Although the core of the text of the standard itself is unchanged from the ISO 14971:2007, the update of the Annex ZA has introduced major confusions and headache for manufacturers and certainly for Notified Bodies. In particular, this revision bans the use of the 'As Low As Reasonably Practicable' (ALARP) approach from the risk acceptance process and basically considers that the labelling is not a risk control measure that may decrease the occurrence of a risk. This is what I call A change!
The changes brought by the revision of the EN ISO 14971:2012 harmonized standard could have easily gone unnoticed. The standard indeed fully endorses the text of the current ISO 14971:2007 and the updates only pertain to the informative Annex ZA. While the Annexes ZA has very limited normative impact (for information only), their regulatory impact is however crucial. As always, the devil is in the details...
The Annex Z ensures the regulatory binding between the Essential Requirements of the Medical Devices Directive 93/42/EEC (MDD) and the use of harmonized standard to support compliance, in direct alignment with the Article 5 of the MDD. Said differently, the Annex Z of an harmonized standard corresponds to the current thinking of the European Commission about the relevance of a standard to respond to the Essential Requirements of the MDD. Usually, the interpretation of the European Commission is direct and no specific limits to the standard are made.
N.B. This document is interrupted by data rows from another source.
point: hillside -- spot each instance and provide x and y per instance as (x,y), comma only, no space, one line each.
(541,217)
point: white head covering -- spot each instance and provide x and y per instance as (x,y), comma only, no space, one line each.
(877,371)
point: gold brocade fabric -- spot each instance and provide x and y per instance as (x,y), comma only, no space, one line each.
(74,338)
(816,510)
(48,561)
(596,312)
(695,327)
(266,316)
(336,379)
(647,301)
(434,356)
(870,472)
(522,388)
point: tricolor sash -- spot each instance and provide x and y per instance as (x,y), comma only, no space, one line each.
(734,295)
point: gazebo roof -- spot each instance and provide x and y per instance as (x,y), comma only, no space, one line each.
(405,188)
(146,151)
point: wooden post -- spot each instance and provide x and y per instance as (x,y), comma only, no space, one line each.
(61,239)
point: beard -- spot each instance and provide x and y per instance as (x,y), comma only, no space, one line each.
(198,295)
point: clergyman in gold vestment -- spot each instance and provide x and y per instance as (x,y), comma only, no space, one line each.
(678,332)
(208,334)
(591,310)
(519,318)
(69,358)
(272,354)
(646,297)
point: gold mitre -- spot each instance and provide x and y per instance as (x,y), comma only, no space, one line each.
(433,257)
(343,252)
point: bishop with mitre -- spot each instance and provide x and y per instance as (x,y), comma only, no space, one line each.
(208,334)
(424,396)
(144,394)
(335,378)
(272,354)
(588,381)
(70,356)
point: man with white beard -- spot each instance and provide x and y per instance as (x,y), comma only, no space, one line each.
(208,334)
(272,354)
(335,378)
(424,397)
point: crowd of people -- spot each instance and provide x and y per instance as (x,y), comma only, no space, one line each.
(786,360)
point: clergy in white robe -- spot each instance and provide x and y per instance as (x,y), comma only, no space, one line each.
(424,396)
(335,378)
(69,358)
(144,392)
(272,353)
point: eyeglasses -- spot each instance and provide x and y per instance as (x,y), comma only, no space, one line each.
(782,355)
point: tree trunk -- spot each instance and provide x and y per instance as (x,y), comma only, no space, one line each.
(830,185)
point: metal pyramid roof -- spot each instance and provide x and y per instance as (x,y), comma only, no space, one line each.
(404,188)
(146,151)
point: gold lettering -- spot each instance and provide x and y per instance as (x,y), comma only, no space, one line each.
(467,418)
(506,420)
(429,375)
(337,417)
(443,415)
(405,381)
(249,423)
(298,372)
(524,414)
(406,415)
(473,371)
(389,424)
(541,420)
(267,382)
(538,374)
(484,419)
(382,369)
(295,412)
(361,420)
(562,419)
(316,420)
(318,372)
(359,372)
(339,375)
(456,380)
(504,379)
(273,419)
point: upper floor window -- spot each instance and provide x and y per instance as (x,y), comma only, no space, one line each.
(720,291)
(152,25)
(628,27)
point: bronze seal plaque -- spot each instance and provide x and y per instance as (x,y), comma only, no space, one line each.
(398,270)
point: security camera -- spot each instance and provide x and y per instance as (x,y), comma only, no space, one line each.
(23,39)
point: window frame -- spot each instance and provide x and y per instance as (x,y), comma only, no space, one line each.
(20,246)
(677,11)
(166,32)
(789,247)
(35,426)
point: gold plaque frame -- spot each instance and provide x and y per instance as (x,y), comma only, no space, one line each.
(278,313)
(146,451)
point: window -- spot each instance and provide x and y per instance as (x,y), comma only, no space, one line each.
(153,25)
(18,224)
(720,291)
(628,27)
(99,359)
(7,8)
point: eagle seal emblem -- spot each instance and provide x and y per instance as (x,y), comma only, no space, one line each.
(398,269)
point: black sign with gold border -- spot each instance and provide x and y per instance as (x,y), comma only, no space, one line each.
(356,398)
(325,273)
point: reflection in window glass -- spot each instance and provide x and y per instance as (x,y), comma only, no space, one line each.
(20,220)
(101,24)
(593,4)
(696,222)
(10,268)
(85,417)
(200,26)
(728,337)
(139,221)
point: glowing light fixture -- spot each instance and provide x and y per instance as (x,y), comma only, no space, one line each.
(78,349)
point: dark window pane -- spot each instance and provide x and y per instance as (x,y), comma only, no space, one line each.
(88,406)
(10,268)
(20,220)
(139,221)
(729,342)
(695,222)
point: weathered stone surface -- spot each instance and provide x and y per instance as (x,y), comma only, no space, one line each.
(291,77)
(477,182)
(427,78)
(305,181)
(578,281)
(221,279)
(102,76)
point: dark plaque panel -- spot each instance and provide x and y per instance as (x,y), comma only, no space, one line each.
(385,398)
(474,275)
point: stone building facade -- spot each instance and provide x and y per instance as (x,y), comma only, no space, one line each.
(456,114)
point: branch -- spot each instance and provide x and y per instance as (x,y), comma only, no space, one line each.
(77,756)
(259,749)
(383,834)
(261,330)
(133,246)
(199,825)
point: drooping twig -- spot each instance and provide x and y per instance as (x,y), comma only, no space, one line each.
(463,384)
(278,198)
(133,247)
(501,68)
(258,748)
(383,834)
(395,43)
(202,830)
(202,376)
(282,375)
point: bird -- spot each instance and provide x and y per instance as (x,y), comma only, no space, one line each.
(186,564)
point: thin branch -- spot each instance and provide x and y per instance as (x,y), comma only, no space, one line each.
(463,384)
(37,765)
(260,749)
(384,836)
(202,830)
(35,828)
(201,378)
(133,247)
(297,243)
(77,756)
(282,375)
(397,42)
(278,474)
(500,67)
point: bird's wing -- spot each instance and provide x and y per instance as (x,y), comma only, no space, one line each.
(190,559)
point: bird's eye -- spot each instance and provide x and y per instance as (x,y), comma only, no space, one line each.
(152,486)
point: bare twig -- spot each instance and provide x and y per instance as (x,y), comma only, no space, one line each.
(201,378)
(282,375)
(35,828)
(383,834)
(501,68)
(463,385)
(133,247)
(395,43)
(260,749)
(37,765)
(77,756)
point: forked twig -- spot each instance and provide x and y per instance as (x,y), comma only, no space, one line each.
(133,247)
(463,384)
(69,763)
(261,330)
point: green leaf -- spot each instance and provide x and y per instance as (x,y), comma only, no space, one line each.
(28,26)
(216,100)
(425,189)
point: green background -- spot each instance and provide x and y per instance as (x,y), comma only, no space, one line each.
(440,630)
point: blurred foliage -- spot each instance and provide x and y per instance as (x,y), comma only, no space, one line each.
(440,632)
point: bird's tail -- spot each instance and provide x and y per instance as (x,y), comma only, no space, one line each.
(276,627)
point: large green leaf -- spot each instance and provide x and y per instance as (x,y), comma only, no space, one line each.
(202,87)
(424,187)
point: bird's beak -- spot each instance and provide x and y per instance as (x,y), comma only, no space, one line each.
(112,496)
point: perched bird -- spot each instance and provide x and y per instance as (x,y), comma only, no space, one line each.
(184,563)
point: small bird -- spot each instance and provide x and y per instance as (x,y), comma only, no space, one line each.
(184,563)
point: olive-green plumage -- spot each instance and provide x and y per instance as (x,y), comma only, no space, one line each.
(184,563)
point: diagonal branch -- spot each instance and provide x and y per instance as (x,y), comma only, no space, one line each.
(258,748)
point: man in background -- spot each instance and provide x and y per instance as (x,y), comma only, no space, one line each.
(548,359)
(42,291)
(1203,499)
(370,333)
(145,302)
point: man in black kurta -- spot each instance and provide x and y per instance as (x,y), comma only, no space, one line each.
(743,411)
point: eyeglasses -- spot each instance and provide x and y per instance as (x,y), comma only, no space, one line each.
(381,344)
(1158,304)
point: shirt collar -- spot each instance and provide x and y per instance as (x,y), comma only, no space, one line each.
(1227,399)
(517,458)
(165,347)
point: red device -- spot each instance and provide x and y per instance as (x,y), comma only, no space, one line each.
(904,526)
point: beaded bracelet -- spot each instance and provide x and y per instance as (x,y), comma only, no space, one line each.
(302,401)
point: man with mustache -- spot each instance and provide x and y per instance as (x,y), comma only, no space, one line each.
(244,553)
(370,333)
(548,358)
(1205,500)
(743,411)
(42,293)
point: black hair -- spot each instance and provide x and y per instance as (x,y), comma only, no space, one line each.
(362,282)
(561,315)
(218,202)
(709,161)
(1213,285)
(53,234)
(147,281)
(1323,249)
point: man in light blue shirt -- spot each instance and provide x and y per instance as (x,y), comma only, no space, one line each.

The Annex ZA (the version 2012 includes 3 Annexes ZA, ZB and ZC - one for each Directive) introduces a particular degree of interpretation on how a manufacturer should apply the standard to respond to the Essential Requirements of the MDD. The direct impact is that a manufacturer thoroughly claiming the compliance to the ISO 14971:2007 without including the requirements of the Annex ZA may not be compliant with the MDD!
While some Notified Bodies have issued gap analyses to help (alert?) manufacturers, the application of the revised standard remains very obscure. In particular, the LRQA (No. 0088) has published an interesting document. Among the changes described by the Annex ZA, the following are of particular interest: the removal of the ALARP approach and the loss of impact of the labelling to mitigate a risk.
The end of the ALARP approachALARP approach is no longer accepted and neither Notified Bodies nor manufacturers should consider a risk as acceptable with regards to economic considerations. Risk reduction "as far as possible" applies instead. Additionally, all risks - regardless of their initial risk level - need to be individually reduced as far as possible and balanced against the expected benefits.
Consequently, the risk reduction should be performed regardless of the cost of the risk reduction measures. But where is it supposed to end and what could limit a Notified Body from requesting a manufacturer to further mitigate a risk with control measure costing millions?
In practice, an approach of risk reduction strategy performed together with a systematic assessment of the benefits/risks ratio should apply. It will then be a matter of interpretation and of application of a pragmatic approach.
While the valuable intent of the European Commission was certainly to force manufacturers to preserve patients safety at any price, the interpretation of the Annex ZA will probably end into an 'As Far As Possible but Nevertheless Pragmatic' approach: the AFAPNP is born!
The labelling: do as if nobody reads itAccording to the new Annex ZA, the occurence of a risk cannot be reduced by the labelling. The impact is typically that manufacturers cannot reduce the quotation of the risk only mitigated by a warning in the IFU... Putting this requirement in the perspective of (i) the removal of the ALARP approach and (ii) the 2nd Essential Requirement of the MDD which requests the mitigation by design, then protection and finally labelling, this means that a risk only mitigated by the labelling could never be accepted, unless a manufacturer drastically changes the design of his device regarldess of the cost. Let's illustrate this with the risk of allergic reaction to a material of an implant...People have allergies, so how can a manufacturer prevent from the risk of anaphylaxis (maximum severity) if it is not by the labelling? Should a surgeon instinctively know the composition of a device? Should a manufacturer change the materials of his device at any cost? In this case, should we immediately remove biological products from the market considering the potential allergies of the population? In practice, manufacturers will mitigate the risk by conducting hypersensitivity testing or the use of materials known for their low allergic potential. But still, people have allergies and only the IFU can provide the relevant information for the safe use.
My personal opinion is that the IFU is important and supports both instructive and legal values. Therefore, a pragmatic approach should again be observed when it comes to the mitigation by the labelling and the systematic assessment of the benefits/risks ratio for each individual risk should apply.